Мы никогда не говорили с ней о Виталике, о его врожденных патологиях. Никогда не строили разговор, отталкиваясь от формулировки «что было бы, если бы…». Виталик был моим любимым, и, я была убеждена, единственным ребенком. Уверена, что и мама не питала иллюзий на появление еще одного внука, и все же я была беременна. И это пугало меня, как никогда раньше.

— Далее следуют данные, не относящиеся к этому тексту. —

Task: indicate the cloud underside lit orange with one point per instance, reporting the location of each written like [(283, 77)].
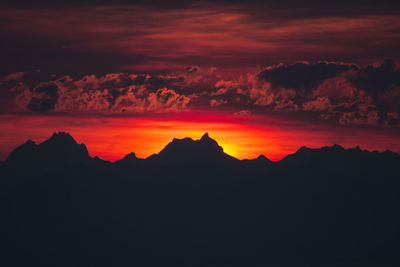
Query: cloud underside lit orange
[(111, 138)]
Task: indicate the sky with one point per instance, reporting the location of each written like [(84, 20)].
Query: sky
[(261, 77)]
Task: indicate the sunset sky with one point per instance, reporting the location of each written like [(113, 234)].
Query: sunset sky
[(258, 76)]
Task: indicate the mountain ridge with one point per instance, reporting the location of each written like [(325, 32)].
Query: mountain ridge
[(63, 142)]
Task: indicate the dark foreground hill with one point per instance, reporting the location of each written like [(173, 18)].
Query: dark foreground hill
[(194, 205)]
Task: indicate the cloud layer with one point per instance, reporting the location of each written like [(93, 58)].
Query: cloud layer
[(332, 91)]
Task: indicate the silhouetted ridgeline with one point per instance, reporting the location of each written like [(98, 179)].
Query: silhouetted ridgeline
[(193, 205)]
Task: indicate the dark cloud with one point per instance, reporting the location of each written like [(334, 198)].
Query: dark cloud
[(333, 91), (44, 98), (301, 76)]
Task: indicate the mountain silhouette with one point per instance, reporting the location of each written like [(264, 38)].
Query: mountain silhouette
[(193, 205)]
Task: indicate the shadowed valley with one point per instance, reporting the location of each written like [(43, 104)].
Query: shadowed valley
[(193, 205)]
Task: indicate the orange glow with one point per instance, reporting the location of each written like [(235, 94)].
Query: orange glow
[(243, 137)]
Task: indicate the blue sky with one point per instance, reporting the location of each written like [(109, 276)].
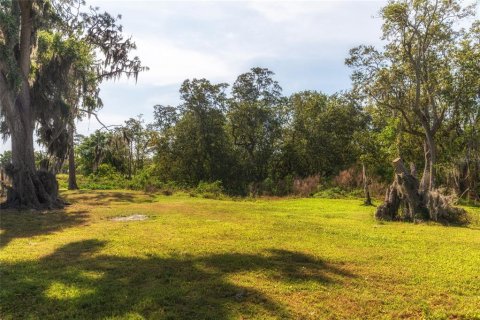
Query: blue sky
[(304, 43)]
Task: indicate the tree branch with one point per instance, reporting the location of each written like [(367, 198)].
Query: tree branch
[(98, 119)]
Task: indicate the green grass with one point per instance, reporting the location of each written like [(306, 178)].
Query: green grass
[(196, 258)]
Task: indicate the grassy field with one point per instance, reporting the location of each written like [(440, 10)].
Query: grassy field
[(220, 259)]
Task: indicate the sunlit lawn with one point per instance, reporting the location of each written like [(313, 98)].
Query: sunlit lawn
[(220, 259)]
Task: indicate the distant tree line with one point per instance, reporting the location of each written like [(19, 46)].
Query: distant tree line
[(417, 98)]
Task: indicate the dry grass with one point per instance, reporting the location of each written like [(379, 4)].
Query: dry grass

Не был в восторге от этой новости и Оскар. Он долго ходил из стороны в сторону, и с каждым его шагом мое сердце падало все ниже и ниже. Наконец, он тяжело опустился в кресло. Его длинные изящные пальцы отбивали какой-то ритм на подлокотниках, в то время как он пристально смотрел мне в глаза.

– Ты уверена в том, что хочешь оставить этого ребенка? – спросил он.

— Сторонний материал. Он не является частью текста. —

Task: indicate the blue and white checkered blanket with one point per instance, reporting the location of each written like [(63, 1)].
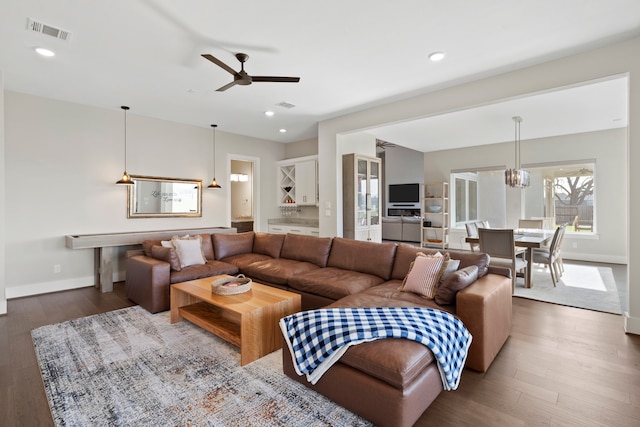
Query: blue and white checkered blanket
[(318, 338)]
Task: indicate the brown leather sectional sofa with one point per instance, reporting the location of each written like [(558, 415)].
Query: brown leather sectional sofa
[(390, 382)]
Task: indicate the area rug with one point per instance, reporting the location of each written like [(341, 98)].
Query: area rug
[(584, 286), (129, 367)]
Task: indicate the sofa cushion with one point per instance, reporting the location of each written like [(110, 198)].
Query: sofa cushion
[(447, 290), (364, 257), (314, 250), (229, 244), (395, 361), (277, 270), (333, 283), (210, 268), (268, 244), (405, 254), (167, 255), (243, 260)]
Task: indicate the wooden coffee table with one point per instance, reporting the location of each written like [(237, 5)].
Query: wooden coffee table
[(248, 321)]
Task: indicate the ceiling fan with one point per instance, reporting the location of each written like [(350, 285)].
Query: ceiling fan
[(241, 77)]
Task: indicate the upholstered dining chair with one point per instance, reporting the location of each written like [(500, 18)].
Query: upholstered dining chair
[(551, 256), (499, 244), (472, 231)]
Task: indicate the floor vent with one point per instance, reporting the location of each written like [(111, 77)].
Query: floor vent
[(285, 104), (49, 30)]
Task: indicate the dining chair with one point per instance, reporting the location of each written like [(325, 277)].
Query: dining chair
[(472, 231), (551, 256), (499, 244), (530, 223)]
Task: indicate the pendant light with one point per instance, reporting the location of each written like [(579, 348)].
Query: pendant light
[(517, 178), (126, 179), (214, 183)]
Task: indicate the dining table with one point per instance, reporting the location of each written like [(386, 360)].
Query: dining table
[(530, 239)]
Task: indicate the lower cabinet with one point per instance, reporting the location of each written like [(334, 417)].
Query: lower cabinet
[(293, 229)]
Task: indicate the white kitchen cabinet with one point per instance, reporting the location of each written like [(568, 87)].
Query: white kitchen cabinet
[(306, 183), (298, 182), (361, 197)]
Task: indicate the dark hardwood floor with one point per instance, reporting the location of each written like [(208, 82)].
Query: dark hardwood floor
[(561, 367)]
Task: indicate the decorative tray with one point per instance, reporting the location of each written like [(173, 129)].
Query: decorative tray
[(231, 285)]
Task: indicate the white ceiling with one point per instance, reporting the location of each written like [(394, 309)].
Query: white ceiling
[(349, 55)]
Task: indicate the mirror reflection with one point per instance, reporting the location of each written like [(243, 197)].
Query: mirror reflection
[(164, 197)]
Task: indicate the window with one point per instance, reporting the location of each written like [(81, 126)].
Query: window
[(465, 197), (563, 193)]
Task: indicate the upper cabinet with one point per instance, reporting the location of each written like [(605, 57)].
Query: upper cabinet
[(298, 182)]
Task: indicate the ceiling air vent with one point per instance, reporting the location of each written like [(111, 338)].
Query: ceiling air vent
[(39, 27), (285, 104)]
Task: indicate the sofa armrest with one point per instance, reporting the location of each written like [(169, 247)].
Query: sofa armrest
[(502, 271), (147, 282), (485, 309)]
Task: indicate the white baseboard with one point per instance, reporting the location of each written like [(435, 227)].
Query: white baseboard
[(47, 287), (55, 286), (632, 325)]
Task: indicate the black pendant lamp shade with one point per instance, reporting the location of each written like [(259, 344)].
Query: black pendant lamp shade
[(214, 183), (126, 179), (517, 177)]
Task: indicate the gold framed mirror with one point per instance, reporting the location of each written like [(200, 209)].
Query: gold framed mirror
[(158, 197)]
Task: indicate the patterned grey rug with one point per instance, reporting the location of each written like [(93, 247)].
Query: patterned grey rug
[(582, 285), (129, 367)]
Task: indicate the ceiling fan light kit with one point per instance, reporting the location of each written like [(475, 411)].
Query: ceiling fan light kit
[(241, 77)]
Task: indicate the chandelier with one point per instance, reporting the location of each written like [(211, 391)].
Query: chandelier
[(517, 178)]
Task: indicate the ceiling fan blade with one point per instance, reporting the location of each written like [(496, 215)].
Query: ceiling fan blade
[(219, 63), (227, 86), (275, 79)]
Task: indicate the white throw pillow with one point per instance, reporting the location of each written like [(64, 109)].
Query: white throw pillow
[(424, 274), (189, 252)]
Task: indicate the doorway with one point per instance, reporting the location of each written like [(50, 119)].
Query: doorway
[(243, 194)]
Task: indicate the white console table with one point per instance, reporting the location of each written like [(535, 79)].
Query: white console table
[(103, 245)]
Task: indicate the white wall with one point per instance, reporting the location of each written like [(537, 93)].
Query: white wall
[(3, 300), (62, 161), (617, 59)]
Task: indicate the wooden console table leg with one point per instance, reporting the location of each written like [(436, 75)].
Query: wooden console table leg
[(105, 268)]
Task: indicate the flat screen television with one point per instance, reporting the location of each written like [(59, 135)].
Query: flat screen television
[(404, 193)]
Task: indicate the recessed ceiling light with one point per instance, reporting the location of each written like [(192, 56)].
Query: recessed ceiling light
[(44, 52), (436, 56)]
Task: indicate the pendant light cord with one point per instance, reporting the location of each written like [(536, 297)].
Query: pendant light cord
[(125, 108)]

– Сейчас мне важно узнать, чего хочешь ты.

– Я не знаю. Я не отказываюсь, просто…

– Это не то, чего ты ожидал. Я понимаю, – ответила я.

За окном пошел снег, и где-то там, во дворе, уже почти час мама гуляет с Виталиком. Они специально ушли из дома, чтобы мы могли спокойно поговорить, но говорить нам, похоже, не о чем.

– Я не собираюсь портить тебе жизнь, так что ты свободен.

– Чтобы мой ребенок тоже рос без отца? Только ты забываешь – в отличие от твоего бывшего я все еще жив!

Я так и не смогла признаться Оскару в том, что Рома бросил меня с ребенком на руках. История, которую я придумала для Виталика, была куда более трогательной и приятной. Да, она была трагична, ведь в ней Рома погиб в автокатастрофе, но зато он не бросал ни меня, ни своего сына. Иногда я и сама начинала верить в то, что Рома умер, а не побежал, как собачонка, к родителям, едва они поманили его деньгами, машиной. И сейчас, когда Оскар вспомнил о нем, я растерялась.

– Заболевания Виталика – это наследственное? – продолжал он. Это был чуть ли не первый раз, когда Оскар поинтересовался, чем болен мой сын.

– Ты сам знаешь, что нет. Но даже если так, не волнуйся: каким бы ни был этот ребенок, я справлюсь, – ответила я, кладя руку на едва заметный живот.

– Мы справимся. Я не собираюсь никуда уходить.

Он сдержал свое слово, и в канун нового года мы поженились. Церемония была скромной: только несколько его друзей из института и моя мама с Виталиком. Его родители приехать не смогли или… не захотели. Как не посчитали нужным быть рядом с сыном и в день рождения его дочки, их первой внучки. Но сейчас, лежа в родильном отделении, я об этом и не вспоминала. Надо мной столпился медперсонал во главе с врачом, командующим мне тужиться. Полина родилась на пятой потуге. И уже через мгновение ее первый крик поразил меня в самое сердце.